The three companies collectively hold 40 percent of the nation’s home-equity loans, according to Fitch Ratings. Wells Fargo, the biggest U.S. mortgage lender, and JPMorgan, the biggest bank by assets, had already set aside reserves for the loans they reclassified as nonperforming, so there was no impact on reported profit, the banks said last week.
Still, the changes at the two banks “surprised and spooked investors, despite not having an earnings impact,” wrote Barclays analysts led by Jason Goldberg in a research note.
‘No Teeth’
The Fed’s directive, which reiterated rules in force since at least 2006, isn’t enough to mitigate the risk junior loans pose to the banking system, said Rebel Cole, a former Federal Reserve economist and now a finance professor at DePaul University in Chicago.
“The guidance has absolutely no teeth,” Cole said. “The regulators could simply say, ‘We know at least 25 percent of first mortgages are under water, therefore, at least 25 percent of your second liens are uncollateralized and have to be classified as substandard or doubtful.’”
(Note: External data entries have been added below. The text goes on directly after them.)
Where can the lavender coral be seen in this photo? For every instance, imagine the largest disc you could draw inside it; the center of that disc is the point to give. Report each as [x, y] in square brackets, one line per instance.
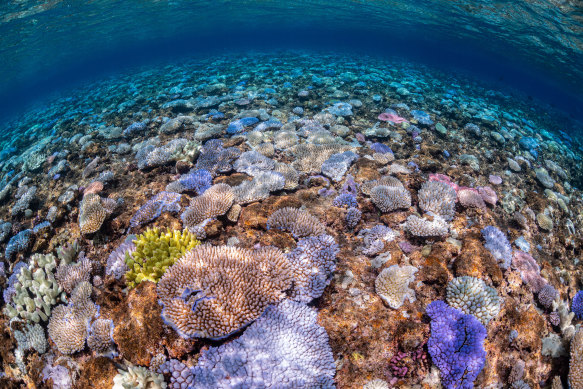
[213, 291]
[162, 202]
[456, 345]
[285, 348]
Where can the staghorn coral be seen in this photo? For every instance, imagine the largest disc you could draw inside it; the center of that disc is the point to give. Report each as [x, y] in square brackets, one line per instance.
[93, 211]
[298, 222]
[138, 377]
[392, 285]
[259, 188]
[456, 345]
[213, 291]
[498, 245]
[214, 202]
[162, 202]
[313, 262]
[285, 348]
[154, 252]
[389, 199]
[473, 297]
[418, 226]
[439, 198]
[34, 290]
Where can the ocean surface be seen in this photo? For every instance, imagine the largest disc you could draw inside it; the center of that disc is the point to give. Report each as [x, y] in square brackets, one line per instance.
[291, 194]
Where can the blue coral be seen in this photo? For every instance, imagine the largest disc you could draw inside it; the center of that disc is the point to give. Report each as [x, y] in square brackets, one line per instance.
[456, 345]
[577, 305]
[498, 245]
[345, 200]
[17, 243]
[162, 202]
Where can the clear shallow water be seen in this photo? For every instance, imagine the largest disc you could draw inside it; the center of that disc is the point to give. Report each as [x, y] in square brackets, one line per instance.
[534, 45]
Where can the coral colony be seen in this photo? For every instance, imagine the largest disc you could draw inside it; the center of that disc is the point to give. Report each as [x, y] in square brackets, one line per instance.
[229, 225]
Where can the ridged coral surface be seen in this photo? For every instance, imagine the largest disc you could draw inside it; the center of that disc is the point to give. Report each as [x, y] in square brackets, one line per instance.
[213, 291]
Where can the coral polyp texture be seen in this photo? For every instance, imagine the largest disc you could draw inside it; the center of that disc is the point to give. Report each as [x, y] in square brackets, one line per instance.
[285, 348]
[392, 285]
[473, 297]
[155, 251]
[456, 345]
[213, 291]
[296, 221]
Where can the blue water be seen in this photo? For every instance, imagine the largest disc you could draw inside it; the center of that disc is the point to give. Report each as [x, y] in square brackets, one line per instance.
[534, 46]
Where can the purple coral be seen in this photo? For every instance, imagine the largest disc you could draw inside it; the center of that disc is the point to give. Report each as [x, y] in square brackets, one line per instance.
[162, 202]
[456, 345]
[498, 245]
[285, 348]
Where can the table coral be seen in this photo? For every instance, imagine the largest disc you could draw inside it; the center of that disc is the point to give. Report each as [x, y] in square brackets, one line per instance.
[154, 252]
[213, 291]
[284, 348]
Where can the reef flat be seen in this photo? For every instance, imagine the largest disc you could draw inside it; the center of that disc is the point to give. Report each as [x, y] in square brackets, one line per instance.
[291, 220]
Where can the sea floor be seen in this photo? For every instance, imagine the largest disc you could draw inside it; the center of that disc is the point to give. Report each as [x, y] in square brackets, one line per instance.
[469, 182]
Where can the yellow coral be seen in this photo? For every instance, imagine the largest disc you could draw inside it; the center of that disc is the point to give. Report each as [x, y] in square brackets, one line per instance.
[155, 252]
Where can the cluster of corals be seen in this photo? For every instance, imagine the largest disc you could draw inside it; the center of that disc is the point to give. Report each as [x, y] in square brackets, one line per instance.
[93, 211]
[284, 348]
[68, 325]
[18, 243]
[33, 290]
[392, 285]
[388, 198]
[259, 188]
[214, 202]
[213, 291]
[154, 252]
[215, 158]
[296, 221]
[498, 245]
[252, 163]
[116, 265]
[375, 238]
[162, 202]
[439, 198]
[313, 262]
[197, 180]
[529, 270]
[456, 345]
[422, 227]
[473, 297]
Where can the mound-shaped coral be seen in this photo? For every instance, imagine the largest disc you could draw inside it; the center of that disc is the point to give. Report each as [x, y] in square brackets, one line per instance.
[213, 291]
[156, 251]
[392, 285]
[285, 348]
[299, 222]
[473, 297]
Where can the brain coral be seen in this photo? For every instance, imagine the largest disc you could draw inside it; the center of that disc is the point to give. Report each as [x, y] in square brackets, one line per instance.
[473, 297]
[93, 211]
[498, 245]
[313, 262]
[388, 198]
[162, 202]
[419, 226]
[392, 285]
[285, 348]
[299, 222]
[439, 198]
[456, 345]
[155, 251]
[213, 202]
[576, 363]
[213, 291]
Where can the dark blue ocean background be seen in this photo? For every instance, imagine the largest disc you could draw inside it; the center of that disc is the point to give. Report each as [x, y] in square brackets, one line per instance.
[535, 47]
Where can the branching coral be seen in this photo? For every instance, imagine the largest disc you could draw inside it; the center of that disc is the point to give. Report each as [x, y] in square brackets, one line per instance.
[154, 252]
[213, 291]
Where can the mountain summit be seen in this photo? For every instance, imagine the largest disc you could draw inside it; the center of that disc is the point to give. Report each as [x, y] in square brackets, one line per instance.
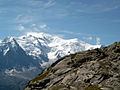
[31, 53]
[97, 69]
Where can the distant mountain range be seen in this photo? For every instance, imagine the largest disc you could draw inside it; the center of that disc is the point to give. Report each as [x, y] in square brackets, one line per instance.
[97, 69]
[25, 56]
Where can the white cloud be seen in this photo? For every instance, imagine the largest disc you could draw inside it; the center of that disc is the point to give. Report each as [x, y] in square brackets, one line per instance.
[43, 26]
[68, 32]
[116, 21]
[88, 38]
[98, 41]
[21, 27]
[33, 25]
[49, 3]
[23, 19]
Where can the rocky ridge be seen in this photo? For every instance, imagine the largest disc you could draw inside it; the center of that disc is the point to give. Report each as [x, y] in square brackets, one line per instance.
[97, 69]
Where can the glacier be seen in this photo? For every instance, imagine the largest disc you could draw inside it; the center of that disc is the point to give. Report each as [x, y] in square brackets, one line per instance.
[24, 57]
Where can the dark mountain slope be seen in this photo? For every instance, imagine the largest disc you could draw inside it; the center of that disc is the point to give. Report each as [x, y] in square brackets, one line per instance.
[97, 69]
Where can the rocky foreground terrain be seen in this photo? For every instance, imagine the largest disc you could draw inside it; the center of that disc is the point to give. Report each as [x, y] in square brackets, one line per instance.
[97, 69]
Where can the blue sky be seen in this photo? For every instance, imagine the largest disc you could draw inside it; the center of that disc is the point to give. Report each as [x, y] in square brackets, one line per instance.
[92, 21]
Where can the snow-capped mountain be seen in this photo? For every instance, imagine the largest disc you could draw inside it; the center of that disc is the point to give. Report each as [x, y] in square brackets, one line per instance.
[48, 48]
[25, 56]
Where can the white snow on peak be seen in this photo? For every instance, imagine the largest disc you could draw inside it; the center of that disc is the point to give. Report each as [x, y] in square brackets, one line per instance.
[6, 51]
[51, 46]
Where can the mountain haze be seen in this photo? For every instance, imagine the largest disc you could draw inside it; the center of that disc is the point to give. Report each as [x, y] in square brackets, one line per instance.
[97, 69]
[25, 56]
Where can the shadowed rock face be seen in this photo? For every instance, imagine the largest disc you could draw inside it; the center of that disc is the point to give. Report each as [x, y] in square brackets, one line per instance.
[97, 69]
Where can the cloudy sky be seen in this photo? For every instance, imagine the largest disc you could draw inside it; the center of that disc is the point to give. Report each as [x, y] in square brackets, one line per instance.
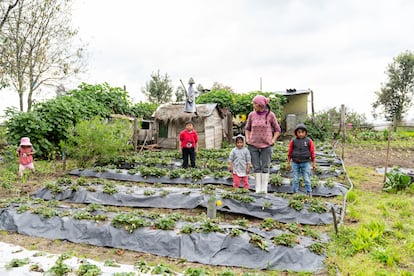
[338, 48]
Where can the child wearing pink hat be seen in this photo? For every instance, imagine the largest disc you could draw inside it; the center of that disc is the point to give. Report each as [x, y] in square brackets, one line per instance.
[262, 130]
[25, 152]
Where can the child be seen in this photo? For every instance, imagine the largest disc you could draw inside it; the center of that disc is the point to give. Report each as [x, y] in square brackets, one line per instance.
[240, 162]
[189, 144]
[25, 152]
[301, 152]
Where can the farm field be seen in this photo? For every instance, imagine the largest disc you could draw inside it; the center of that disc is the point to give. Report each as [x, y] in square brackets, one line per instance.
[367, 183]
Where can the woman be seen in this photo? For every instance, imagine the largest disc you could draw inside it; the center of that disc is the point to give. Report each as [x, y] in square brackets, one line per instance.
[262, 131]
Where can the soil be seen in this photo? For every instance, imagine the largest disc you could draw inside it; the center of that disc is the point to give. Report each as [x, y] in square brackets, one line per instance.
[356, 156]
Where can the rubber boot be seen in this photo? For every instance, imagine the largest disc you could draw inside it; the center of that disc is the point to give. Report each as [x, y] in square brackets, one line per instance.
[258, 179]
[265, 182]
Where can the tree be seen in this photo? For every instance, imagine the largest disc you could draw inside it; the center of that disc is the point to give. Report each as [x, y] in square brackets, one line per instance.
[395, 97]
[158, 90]
[37, 48]
[49, 122]
[180, 94]
[220, 86]
[6, 11]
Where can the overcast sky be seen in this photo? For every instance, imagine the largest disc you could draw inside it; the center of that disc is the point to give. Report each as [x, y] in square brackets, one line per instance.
[339, 49]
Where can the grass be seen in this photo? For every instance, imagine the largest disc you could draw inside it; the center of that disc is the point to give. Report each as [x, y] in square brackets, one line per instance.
[376, 238]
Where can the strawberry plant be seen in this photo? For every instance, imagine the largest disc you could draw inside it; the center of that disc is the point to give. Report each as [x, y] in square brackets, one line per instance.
[286, 239]
[259, 241]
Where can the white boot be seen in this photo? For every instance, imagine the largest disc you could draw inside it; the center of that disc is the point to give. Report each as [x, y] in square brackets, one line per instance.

The risk of home-equity loan defaults will increase if real estate prices continue to decline, analysts and economists said. Home values have tumbled by a third since reaching a peak in mid-2006, according to the S&P/Case-Shiller home price index. Diane Swonk, chief economist of Mesirow Financial Inc. in Chicago, estimates home prices will retreat another 3.9 percent this year, which would strip $706 billion from home values.
Default Rates
Fitch estimates 20 of the largest U.S. banks, including units owned by foreign lenders, may face another $110 billion in junior-loan losses under a stressed scenario, according to a Feb. 27 report that cited third-quarter 2011 figures. Bank of America leads the group with $29.1 billion in potential losses, Fitch said.
While equity loans carry a higher risk if they default, delinquencies are lower. In the fourth quarter, 4.08 percent of home-equity loans were missing payments, according to the American Bankers Association in Washington. That compares with 7.58 percent for first-lien mortgages, according to the Mortgage Bankers Association in Washington.
Some of the difference is because of the way banks book second liens. Non-performing home-equity loans typically are written off in six months. That compares to an average two-year period from delinquency to a foreclosure sale on a primary mortgage. Also, home-equity payments are smaller, meaning homeowners are likely to keep paying after a default on their primary mortgage -- at least for awhile.
‘Pretty Obvious’
“When we analyzed it, it was pretty obvious it was just a timing difference,” JPMorgan CEO Jamie Dimon said. “In almost all cases when the first went delinquent, the second eventually went delinquent. And in all cases where the first went into foreclosure, the second was a loss, basically a total loss.”
Jerry Dubrowski, a Bank of America spokesman, declined to comment, as did Wells Fargo’s Mary Eshet and Citigroup’s Mark Rodgers. Amy Bonitatibus, a JPMorgan spokeswoman, declined to comment beyond Dimon’s remarks.
“We’re seeing the lingering effects of the housing market bust,” Swonk said in an interview. Guidance from regulators “is the reality of making sure banks are sound and secure while we work through the ripple effects of the financial crisis.”